Doctors and scientists have been fighting for decades to solve the problem of cure for hepatitis C. New drugs are being developed and improved treatment regimens are being developed. Until recently, the most common method of treatment, depending on the genotype of hepatitis C virus, was the use of a combination of interferon and ribavirin. Recovery occurred in 70-80% of patients with genotype 2, 3 and 45-70% with genotype 1, 4.

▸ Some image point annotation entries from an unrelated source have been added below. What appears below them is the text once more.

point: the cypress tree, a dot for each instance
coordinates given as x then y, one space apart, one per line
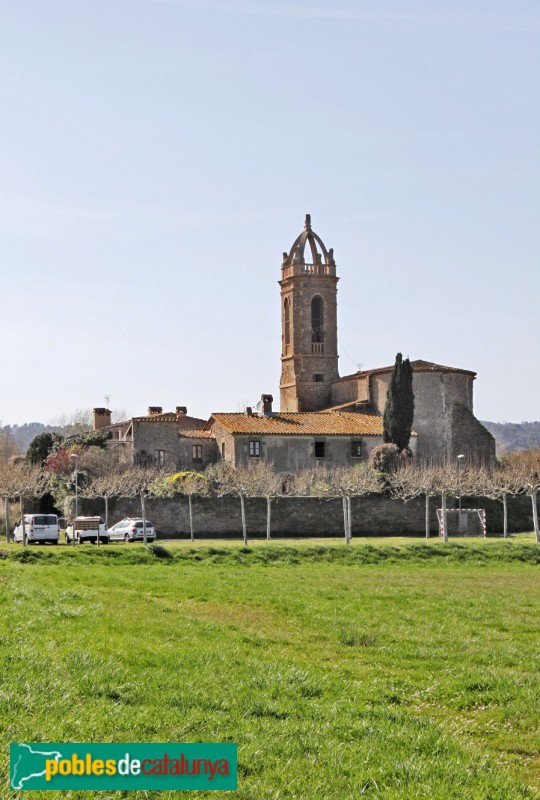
399 408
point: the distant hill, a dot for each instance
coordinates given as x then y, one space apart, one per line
513 436
18 437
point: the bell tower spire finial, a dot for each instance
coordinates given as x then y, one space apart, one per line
309 352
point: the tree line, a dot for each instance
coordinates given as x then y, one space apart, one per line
96 473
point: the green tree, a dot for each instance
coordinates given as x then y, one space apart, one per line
42 446
399 408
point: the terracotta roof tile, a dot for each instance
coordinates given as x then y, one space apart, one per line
196 434
183 421
308 423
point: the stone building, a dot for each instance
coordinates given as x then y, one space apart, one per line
444 420
323 418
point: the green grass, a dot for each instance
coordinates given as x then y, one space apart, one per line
394 671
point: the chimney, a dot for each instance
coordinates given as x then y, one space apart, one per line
102 418
267 401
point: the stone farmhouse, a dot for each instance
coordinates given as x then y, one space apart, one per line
323 418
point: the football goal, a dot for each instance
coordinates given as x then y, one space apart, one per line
464 522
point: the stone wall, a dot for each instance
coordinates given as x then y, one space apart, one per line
303 516
470 437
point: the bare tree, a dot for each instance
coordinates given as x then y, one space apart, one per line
498 483
139 481
412 480
355 481
21 480
226 479
190 484
525 467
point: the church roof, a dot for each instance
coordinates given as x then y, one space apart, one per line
303 423
310 238
419 365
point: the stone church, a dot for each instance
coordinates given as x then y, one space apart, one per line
323 418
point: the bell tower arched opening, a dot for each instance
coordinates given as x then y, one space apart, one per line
309 360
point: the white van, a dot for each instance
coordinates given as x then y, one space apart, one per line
87 529
39 528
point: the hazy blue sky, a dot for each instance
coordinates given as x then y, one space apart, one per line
157 156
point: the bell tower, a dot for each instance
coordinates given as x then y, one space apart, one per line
309 358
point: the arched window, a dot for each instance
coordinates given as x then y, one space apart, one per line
317 319
287 319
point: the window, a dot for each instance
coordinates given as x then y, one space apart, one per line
317 321
159 457
320 449
356 448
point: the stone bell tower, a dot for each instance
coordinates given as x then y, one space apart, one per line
309 358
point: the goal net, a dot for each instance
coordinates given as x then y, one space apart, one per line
464 522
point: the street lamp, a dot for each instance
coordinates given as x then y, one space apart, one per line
460 459
76 457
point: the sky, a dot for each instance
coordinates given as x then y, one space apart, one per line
158 156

Currently, all patients with hepatitis C virus are recommended to use direct antiviral drugs (DAA). These drugs have an impact on the replication of non-structural proteins of the virus NS3, NS5A, NS5B. The first generation of DAAS differed in their effects on certain virus genotypes, resistance barriers, and side effects. To date, the world has registered and second-generation drugs, characterized by improved performance and less side effects. For preparations of the second generation characterized pangenotypic, that is, they act on a broad range of genotypes of the virus. In the who recommendation of July 2018, as the most effective drugs for treatment, there are combined drugs that have a pangenotypic effect.
The presence of a history of comorbidities, a combination of hepatitis C and B, hepatitis C and HIV is characterized by a more severe course of the disease and makes an unfavorable prognosis. Also, the choice of treatment and prognosis for it is influenced by factors such as the presence of severe fibrosis or cirrhosis of the liver.